Maybe, but probably not. Having sat through most of the Shannon Five's three trials, I'm aware of how many crucial legal arguments and evidential details we don't see or hear about when we rely on the media for soundbites of partial information on court proceedings.

So I'll keep the faith. Compared to the obvious corruption of the executive and legislative functions of government because of the role of private money, legal and otherwise, in our system, the jury trial continues to represent the democratic pinnacle of our flawed democracy.

The vast majority of jurors, I'm convinced, do their best, uncynically. Would that the same could be said for Ahern, McDowell, Cowen and the like.

Prejudice in practice

And yet... jurors, like judges and lawyers and journalists, are part of a society that espouses and practises prejudice against Travellers. It is therefore almost inconceivable that a trial involving a Traveller, as defendant or victim, can ever be completely “fair”.

Indeed, jurors are likely to come from that middle stratum of society that perceives itself as most besieged, by Travellers or whomever. The nature of jury selection, and self-selection, means more educated and better-off members of society manage to get off jury duty, or are rejected on sight by defence lawyers who reckon they will be prejudiced against their (probably poor) clients. Obviously working-class potential jurors are tossed out on the opposite grounds by prosecutors.

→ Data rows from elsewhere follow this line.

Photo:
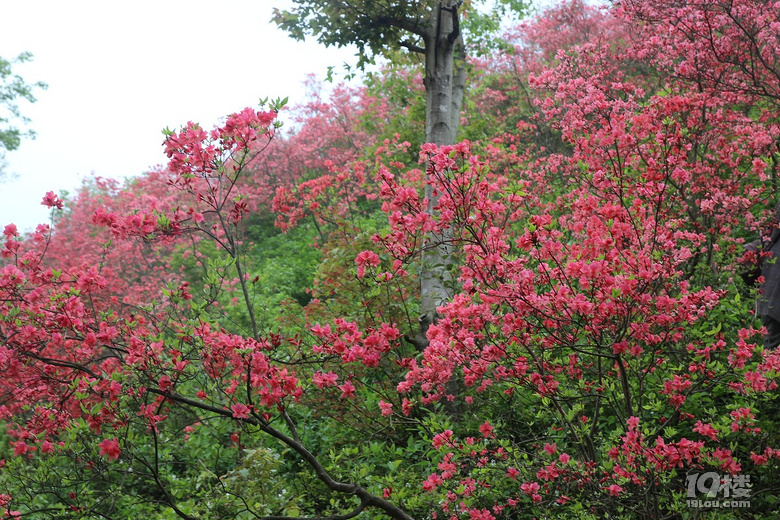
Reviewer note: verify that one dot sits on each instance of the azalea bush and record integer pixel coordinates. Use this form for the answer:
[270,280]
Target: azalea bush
[598,347]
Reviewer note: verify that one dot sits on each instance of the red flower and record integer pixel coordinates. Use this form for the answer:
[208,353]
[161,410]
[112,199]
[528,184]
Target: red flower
[51,200]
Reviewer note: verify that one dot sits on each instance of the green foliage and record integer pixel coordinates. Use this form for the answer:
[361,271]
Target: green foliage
[373,26]
[12,89]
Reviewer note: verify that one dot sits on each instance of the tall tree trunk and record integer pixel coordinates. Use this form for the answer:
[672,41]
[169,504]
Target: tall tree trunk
[444,86]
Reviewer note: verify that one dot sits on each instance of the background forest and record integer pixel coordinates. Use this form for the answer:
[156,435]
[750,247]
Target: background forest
[537,312]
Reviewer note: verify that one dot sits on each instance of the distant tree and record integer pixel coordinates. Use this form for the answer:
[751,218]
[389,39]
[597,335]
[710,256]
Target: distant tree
[427,27]
[13,88]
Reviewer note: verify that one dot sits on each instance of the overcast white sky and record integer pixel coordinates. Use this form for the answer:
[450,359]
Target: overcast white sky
[119,72]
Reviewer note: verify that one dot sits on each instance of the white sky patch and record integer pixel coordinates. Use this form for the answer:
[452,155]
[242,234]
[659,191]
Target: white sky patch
[119,72]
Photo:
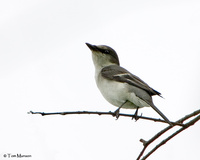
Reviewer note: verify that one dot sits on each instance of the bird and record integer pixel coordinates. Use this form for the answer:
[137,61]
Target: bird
[118,86]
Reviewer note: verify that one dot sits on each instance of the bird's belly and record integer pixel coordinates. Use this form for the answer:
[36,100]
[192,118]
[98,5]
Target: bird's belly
[117,93]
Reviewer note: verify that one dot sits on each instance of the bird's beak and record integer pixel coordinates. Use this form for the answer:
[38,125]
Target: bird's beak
[91,47]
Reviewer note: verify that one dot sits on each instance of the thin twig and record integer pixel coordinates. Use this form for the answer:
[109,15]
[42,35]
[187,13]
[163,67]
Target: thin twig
[189,124]
[147,143]
[103,113]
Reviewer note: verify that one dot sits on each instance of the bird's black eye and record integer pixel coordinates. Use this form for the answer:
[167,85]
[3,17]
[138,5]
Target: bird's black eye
[106,51]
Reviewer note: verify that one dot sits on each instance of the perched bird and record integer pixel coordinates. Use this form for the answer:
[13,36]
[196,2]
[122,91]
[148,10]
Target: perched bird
[118,86]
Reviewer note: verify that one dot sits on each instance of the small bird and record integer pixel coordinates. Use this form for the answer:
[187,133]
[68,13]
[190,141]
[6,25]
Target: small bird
[118,86]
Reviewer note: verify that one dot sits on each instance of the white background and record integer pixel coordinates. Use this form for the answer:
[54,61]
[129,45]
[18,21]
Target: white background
[46,66]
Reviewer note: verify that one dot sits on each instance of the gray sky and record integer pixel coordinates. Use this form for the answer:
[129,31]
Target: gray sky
[46,66]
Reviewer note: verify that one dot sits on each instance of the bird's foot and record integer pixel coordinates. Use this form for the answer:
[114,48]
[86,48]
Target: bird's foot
[135,116]
[116,113]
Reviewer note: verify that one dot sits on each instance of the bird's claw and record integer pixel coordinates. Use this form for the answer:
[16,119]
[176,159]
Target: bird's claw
[116,113]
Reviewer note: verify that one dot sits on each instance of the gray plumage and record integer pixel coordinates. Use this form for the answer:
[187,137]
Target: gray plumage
[118,86]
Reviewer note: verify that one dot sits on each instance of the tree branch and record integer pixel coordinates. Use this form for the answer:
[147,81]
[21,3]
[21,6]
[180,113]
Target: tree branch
[185,126]
[104,113]
[179,122]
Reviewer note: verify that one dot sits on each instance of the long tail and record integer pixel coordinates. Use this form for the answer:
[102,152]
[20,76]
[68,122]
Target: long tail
[161,114]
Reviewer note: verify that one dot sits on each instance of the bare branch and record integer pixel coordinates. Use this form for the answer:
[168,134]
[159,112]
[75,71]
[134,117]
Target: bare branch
[179,122]
[103,113]
[185,126]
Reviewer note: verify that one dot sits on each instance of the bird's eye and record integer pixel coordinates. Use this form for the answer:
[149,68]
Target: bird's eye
[106,51]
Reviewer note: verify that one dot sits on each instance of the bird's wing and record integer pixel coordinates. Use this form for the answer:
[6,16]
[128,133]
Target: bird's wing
[117,73]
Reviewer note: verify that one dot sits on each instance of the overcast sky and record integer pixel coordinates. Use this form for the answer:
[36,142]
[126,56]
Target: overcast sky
[46,66]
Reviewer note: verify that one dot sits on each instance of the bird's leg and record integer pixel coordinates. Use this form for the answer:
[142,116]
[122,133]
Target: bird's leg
[116,113]
[136,114]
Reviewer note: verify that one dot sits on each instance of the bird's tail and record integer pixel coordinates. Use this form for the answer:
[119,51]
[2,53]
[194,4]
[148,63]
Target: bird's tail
[161,114]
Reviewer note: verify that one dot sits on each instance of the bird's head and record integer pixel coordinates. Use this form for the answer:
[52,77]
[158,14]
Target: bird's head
[103,55]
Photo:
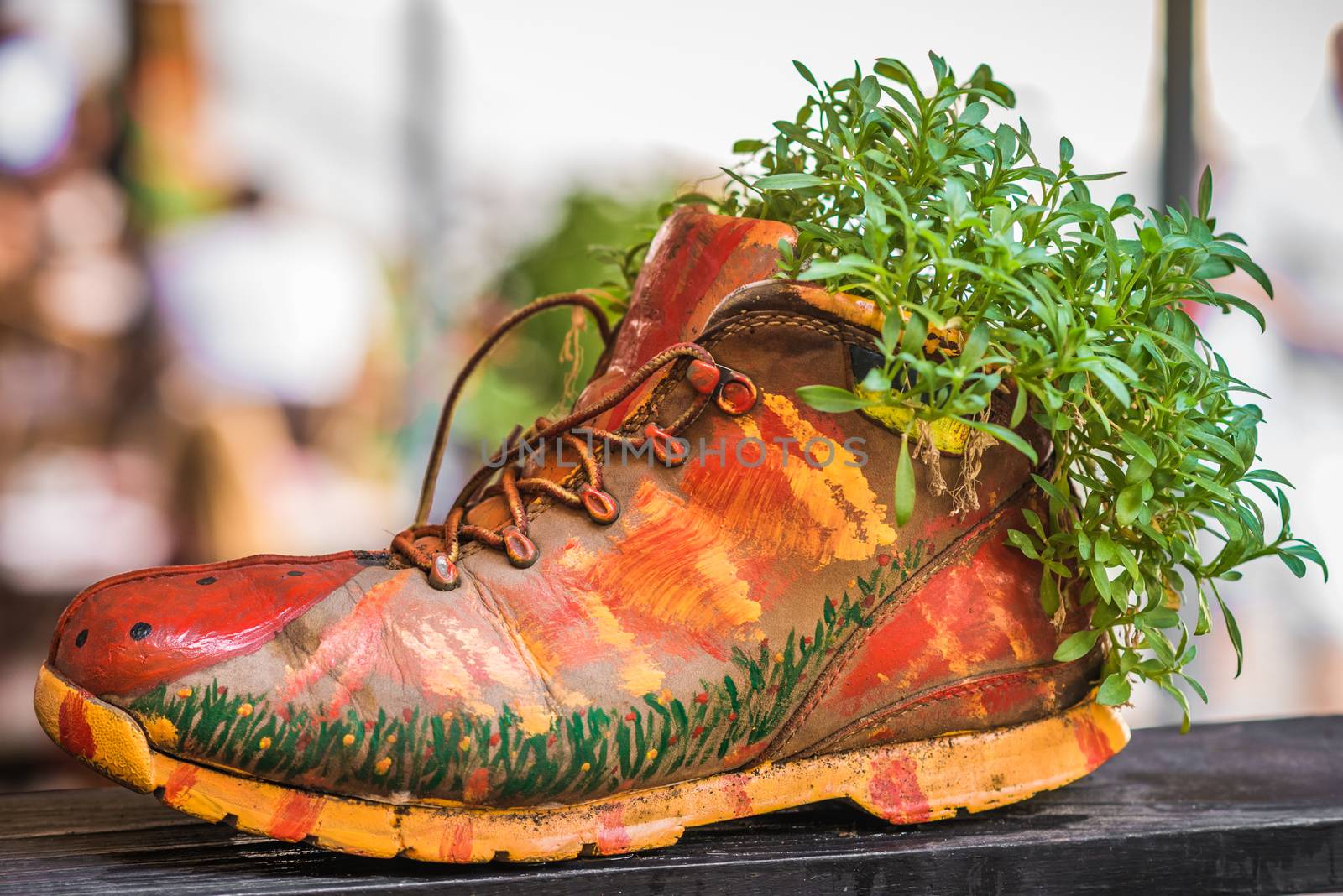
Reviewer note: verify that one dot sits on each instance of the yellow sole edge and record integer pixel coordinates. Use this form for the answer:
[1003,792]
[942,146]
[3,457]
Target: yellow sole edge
[903,784]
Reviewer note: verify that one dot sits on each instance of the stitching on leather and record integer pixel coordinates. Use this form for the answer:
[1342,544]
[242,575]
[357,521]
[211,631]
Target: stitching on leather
[964,544]
[955,691]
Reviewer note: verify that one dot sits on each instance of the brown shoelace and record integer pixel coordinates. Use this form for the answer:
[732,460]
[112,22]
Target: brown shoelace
[735,394]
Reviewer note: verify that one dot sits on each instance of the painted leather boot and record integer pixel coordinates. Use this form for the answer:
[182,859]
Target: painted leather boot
[696,607]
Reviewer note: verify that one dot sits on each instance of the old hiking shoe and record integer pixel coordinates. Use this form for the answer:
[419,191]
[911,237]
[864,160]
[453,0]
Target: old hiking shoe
[595,651]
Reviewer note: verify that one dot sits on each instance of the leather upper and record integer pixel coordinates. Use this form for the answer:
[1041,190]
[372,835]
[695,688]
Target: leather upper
[756,602]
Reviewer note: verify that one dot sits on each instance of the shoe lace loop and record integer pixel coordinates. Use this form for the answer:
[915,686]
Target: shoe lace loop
[447,539]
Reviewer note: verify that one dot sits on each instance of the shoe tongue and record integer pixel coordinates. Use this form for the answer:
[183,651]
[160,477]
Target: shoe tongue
[695,262]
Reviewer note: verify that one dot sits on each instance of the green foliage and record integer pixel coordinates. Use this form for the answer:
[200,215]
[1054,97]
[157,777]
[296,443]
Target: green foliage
[1074,314]
[570,257]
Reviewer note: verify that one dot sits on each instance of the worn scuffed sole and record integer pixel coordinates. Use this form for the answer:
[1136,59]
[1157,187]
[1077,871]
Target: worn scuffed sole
[903,784]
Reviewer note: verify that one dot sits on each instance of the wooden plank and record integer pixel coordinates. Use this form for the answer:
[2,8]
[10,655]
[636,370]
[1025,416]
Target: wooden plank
[1253,808]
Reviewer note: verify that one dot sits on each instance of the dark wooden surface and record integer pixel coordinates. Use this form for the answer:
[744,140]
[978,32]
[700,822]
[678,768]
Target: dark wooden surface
[1252,808]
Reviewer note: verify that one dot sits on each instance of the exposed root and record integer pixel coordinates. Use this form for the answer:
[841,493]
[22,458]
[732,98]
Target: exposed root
[927,451]
[964,497]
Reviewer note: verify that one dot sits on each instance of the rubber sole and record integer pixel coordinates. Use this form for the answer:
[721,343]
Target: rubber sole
[903,784]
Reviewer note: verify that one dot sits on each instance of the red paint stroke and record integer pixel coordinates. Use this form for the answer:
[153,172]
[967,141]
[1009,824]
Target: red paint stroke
[895,790]
[1092,742]
[736,795]
[76,734]
[181,779]
[295,817]
[611,833]
[456,844]
[198,616]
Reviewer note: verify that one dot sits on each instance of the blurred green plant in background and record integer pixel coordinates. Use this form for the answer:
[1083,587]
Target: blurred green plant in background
[535,372]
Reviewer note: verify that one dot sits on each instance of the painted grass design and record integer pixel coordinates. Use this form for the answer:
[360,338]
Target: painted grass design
[477,759]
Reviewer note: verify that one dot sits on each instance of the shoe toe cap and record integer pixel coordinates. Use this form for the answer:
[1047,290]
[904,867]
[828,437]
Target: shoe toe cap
[132,632]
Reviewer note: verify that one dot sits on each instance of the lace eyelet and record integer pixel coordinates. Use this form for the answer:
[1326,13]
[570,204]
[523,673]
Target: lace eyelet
[520,549]
[738,394]
[601,506]
[669,450]
[443,573]
[703,376]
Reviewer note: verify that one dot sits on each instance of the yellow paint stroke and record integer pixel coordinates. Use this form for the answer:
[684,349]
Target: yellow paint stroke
[442,671]
[348,649]
[640,674]
[673,566]
[816,514]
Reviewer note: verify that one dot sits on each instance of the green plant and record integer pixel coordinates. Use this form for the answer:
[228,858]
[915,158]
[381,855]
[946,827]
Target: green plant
[906,195]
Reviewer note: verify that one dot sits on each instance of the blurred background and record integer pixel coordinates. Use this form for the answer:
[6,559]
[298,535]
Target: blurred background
[245,246]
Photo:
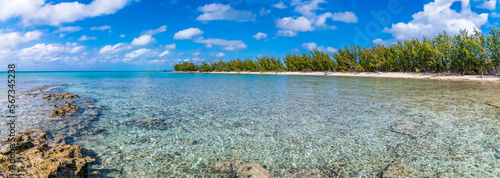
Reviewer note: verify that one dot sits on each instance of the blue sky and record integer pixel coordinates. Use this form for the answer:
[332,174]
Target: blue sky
[97,35]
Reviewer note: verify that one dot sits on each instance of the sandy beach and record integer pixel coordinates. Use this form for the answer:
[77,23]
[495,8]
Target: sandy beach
[432,76]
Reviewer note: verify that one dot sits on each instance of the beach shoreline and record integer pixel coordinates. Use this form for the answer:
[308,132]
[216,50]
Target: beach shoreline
[403,75]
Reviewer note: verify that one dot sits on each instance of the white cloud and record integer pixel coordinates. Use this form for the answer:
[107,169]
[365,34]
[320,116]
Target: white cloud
[260,35]
[164,53]
[156,31]
[289,33]
[280,5]
[309,46]
[221,54]
[108,49]
[170,46]
[425,23]
[263,11]
[495,15]
[69,29]
[312,46]
[12,39]
[187,33]
[223,12]
[228,45]
[347,17]
[300,24]
[308,8]
[86,38]
[490,5]
[102,28]
[136,54]
[49,52]
[309,21]
[143,40]
[33,12]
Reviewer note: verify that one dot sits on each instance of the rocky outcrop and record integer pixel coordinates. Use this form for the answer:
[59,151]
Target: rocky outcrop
[39,156]
[238,168]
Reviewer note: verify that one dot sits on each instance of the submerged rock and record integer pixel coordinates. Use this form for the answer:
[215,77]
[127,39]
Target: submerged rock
[149,123]
[397,169]
[38,156]
[239,168]
[409,129]
[495,104]
[58,95]
[189,142]
[312,173]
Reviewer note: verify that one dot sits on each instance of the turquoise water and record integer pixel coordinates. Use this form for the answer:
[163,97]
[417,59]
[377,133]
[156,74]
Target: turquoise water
[283,122]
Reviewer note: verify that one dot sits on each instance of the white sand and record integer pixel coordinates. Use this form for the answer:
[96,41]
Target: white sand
[409,75]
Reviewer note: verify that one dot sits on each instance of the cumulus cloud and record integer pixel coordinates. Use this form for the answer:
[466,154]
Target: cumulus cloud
[221,54]
[49,52]
[170,46]
[164,53]
[34,12]
[300,24]
[495,15]
[156,31]
[347,17]
[490,5]
[288,33]
[228,45]
[87,38]
[309,21]
[425,23]
[12,39]
[108,49]
[312,46]
[136,54]
[187,33]
[223,12]
[143,40]
[280,5]
[68,29]
[101,28]
[260,35]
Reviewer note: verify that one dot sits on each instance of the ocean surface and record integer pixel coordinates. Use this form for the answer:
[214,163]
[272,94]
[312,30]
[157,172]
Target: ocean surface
[156,124]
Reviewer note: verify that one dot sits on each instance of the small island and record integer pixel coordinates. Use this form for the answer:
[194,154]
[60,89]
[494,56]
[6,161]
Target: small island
[463,56]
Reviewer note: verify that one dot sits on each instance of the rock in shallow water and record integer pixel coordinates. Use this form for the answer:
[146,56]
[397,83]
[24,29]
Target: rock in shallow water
[38,156]
[409,129]
[397,169]
[239,168]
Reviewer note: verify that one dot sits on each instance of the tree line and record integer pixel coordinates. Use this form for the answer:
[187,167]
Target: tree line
[464,53]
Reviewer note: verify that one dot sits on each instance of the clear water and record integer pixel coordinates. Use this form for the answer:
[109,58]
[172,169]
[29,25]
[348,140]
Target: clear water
[282,122]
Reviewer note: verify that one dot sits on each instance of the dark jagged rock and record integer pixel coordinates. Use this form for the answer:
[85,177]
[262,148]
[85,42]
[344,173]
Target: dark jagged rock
[39,156]
[238,168]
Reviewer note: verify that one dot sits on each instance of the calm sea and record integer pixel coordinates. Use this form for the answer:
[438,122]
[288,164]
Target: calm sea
[154,124]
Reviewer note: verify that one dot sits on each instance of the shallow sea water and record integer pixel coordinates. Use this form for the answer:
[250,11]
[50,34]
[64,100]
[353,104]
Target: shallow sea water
[282,122]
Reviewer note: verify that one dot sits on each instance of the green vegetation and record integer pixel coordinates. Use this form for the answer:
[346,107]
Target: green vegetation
[463,53]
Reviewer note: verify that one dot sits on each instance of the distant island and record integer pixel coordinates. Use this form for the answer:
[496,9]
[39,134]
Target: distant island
[461,54]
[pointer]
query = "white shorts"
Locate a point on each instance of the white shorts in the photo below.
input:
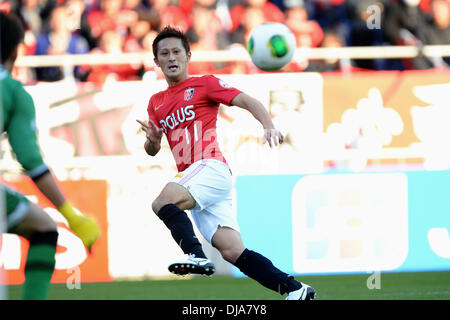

In media terms, jurors are less likely therefore to be Irish Times readers, more likely to be readers of the Irish Independent, the Mail, the freesheets, the tabloids – the papers that largely took Padraig Nally to their hard little hearts. (Arguably the Times did too, to some extent.) These were the papers that were most boldly critical of Nally's initial conviction. (It must be acknowledged, in fairness, that since that first verdict was tossed out by the Court of Criminal Appeal, there were some apt grounds for criticism.)


Poisoning the air
The danger is not simply that a certain kind of pre-trial coverage “poisons the pool” – the concern that gets voiced by defence lawyers who argue that their clients won't get fair trials because so many potential jurors can't help forming opinions about cases, due to media publicity that focuses on “chief suspects”, etc.

There is an equally serious but rather different danger. Heavy media coverage of certain criminal cases before, during and after trials can also “poison the air”. That is to say, jurors are under pressure to bring in a certain verdict – in the Nally case, acquittal, though it's usually conviction – because that's what they know will earn widespread approval in the public sphere.

Even the most conscientious juror is a human whose sense of “what's right” is hard to limit to what she or he sees and hears inside a courtroom. So what do we do? If we value jury trials the best solution is a radical revision of how, and how much, the media are permitted to cover legal proceedings. Courts provide cheap, easy and often sensational copy for papers, but rarely because their proceedings are of overwhelming public interest. Surely what's most important is that the law functions for defendants and victims, not for newspapers.